Un cauchemar de désindustrialisation

L’usine de Docelles en France près d’Epinal est la plus ancienne papeterie de France (1452) et une des plus anciennes usines d’Europe, voir la plus ancienne. Elle a été rachetée par l’entreprise finlandaise UPM qui a ordonné sa destruction. Il ne s’agit pas de celle du bâtiment mais des machines. Le but est avoué : il ne faut pas que ces machines en bon état soient vendues et remontées ailleurs car cela créerait de la concurrence pour le nouveau propriétaire.

Une machine neuve peut valoir jusqu’à 100 millions mais vendues aux enchères elle aurait pu être acquise par un concurrent pour un ou deux millions, ce qui eut créé une concurrence insupportable pour UPM. Elle produit en effet 1200 mètres de papier à la minute.
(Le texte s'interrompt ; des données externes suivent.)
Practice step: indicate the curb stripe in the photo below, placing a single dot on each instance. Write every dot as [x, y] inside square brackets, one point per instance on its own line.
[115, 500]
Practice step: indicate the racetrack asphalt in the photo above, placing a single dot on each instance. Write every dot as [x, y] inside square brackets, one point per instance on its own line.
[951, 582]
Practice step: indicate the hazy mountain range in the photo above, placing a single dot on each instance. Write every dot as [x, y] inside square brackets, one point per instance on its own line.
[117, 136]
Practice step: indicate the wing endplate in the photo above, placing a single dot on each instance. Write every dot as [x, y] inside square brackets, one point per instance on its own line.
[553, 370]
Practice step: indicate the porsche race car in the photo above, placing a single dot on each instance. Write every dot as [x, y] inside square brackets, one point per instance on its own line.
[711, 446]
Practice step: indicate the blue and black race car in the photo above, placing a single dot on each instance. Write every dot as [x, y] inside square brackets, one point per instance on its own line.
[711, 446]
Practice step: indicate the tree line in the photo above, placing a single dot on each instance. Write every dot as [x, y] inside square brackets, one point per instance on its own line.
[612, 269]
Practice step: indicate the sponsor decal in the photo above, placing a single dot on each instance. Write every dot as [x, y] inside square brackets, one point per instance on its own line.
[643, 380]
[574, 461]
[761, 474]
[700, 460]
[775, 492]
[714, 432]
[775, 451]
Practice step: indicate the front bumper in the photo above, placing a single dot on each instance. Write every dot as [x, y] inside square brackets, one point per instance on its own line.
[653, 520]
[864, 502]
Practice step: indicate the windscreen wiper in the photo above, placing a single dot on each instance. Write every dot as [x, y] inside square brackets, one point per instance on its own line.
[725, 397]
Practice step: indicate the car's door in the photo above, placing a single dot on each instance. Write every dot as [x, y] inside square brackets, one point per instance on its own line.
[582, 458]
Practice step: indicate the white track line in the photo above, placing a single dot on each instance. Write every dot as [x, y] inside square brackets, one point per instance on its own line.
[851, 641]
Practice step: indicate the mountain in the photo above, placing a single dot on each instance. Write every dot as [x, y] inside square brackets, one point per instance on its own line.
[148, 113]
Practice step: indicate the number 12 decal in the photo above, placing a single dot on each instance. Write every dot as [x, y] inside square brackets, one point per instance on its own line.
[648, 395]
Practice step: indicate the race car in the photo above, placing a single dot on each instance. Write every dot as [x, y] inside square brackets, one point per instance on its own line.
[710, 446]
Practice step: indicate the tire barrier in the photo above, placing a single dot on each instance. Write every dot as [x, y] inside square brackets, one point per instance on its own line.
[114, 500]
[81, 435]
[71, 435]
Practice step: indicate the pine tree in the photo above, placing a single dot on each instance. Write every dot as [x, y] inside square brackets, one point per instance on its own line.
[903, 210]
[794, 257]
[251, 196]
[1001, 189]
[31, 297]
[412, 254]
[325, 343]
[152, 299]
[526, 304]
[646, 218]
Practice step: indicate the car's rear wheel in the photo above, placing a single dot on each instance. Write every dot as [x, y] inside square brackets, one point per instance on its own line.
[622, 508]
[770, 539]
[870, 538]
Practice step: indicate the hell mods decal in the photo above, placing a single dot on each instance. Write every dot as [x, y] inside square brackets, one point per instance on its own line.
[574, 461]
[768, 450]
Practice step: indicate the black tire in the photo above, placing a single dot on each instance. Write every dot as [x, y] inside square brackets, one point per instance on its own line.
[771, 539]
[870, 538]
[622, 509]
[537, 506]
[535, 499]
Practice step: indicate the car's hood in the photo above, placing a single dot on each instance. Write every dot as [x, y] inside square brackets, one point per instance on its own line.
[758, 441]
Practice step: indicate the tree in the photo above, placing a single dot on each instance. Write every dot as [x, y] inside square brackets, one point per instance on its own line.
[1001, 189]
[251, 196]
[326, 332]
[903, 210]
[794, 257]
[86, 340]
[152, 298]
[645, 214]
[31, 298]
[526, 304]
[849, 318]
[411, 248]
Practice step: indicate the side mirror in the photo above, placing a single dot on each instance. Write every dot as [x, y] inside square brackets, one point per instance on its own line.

Il a donc fallu percer les cylindres pour les rendre inutilisables, y compris un cylindre neuf d’une valeur de 700 000 Euros. Tout cela sera vendu au prix de la ferraille. En d’autres mots le propriétaire accepte de ne pas toucher le prix qu’il aurait pu espérer en vendant des machines en état de fonctionnement, il préfère subir une lourde perte immédiate plutôt que d’avantager un concurrent. Car le marché se rétrécit. On envoie moins de courrier papier et plus de courriels.

C’est évidemment un non-sens au point de vue de l’intérêt général. UPM aurait pu céder l’usine en état de fonctionnement mais au prix de la ferraille à une coopérative des ouvriers, bien décidés à protéger leur outil de travail et à ne pas se retrouver au chômage. Bien au-delà de ces considérations strictement matérielles, il y a la fierté de travailler dans une industrie de pointe qui est sacrifiée dans le processus. On détruit la raison d’être d’une ville, d’une communauté, d’une population.

Au-delà de l’intérêt de l’Europe, il y a aussi celle du monde. En Afrique une feuille de papier est un objet précieux car son prix pèse sur un pouvoir d’achat très faible. La même usine remontée à Dakar ou à Abidjan aurait pu changer ce goulot d’étranglement du développement. Car le papier ne sert pas seulement à emballer les marchandises des pays riches. Il peut aussi servir à écrire dans les écoles.

Reste les conséquences de la numérisation. Moins de courriers, plus de courriels. Cela préserve l’environnement, nous dit-on. Cela ne préserve pas les emplois au contraire, à commencer par ceux des postiers. Et le papier n’est qu’un des composants de cette révolution industrielle. Que s’est-il passé avec les fabriques de machines à écrire ? Avec les entreprises produisant des pellicules argentiques ? Avec le télégraphe ? Et même que deviendront les CD et les DVD ?

Tel est le destin imparable du progrès des techniques. Il crée et il détruit. Il ne peut créer qu’en détruisant. Il a fallu l’extinction des dinosaures pour que notre espèce voie le jour. La seule question est donc de savoir si on ne serait pas soi-même un dinosaure.

Jacques Neirynck

Jacques Neirynck est ingénieur, ancien conseiller national PDC et député au Grand Conseil vaudois, professeur honoraire de l'École polytechnique fédérale de Lausanne (EPFL), d'origine belge, de nationalité française et naturalisé suisse. Il exerce la profession d'écrivain.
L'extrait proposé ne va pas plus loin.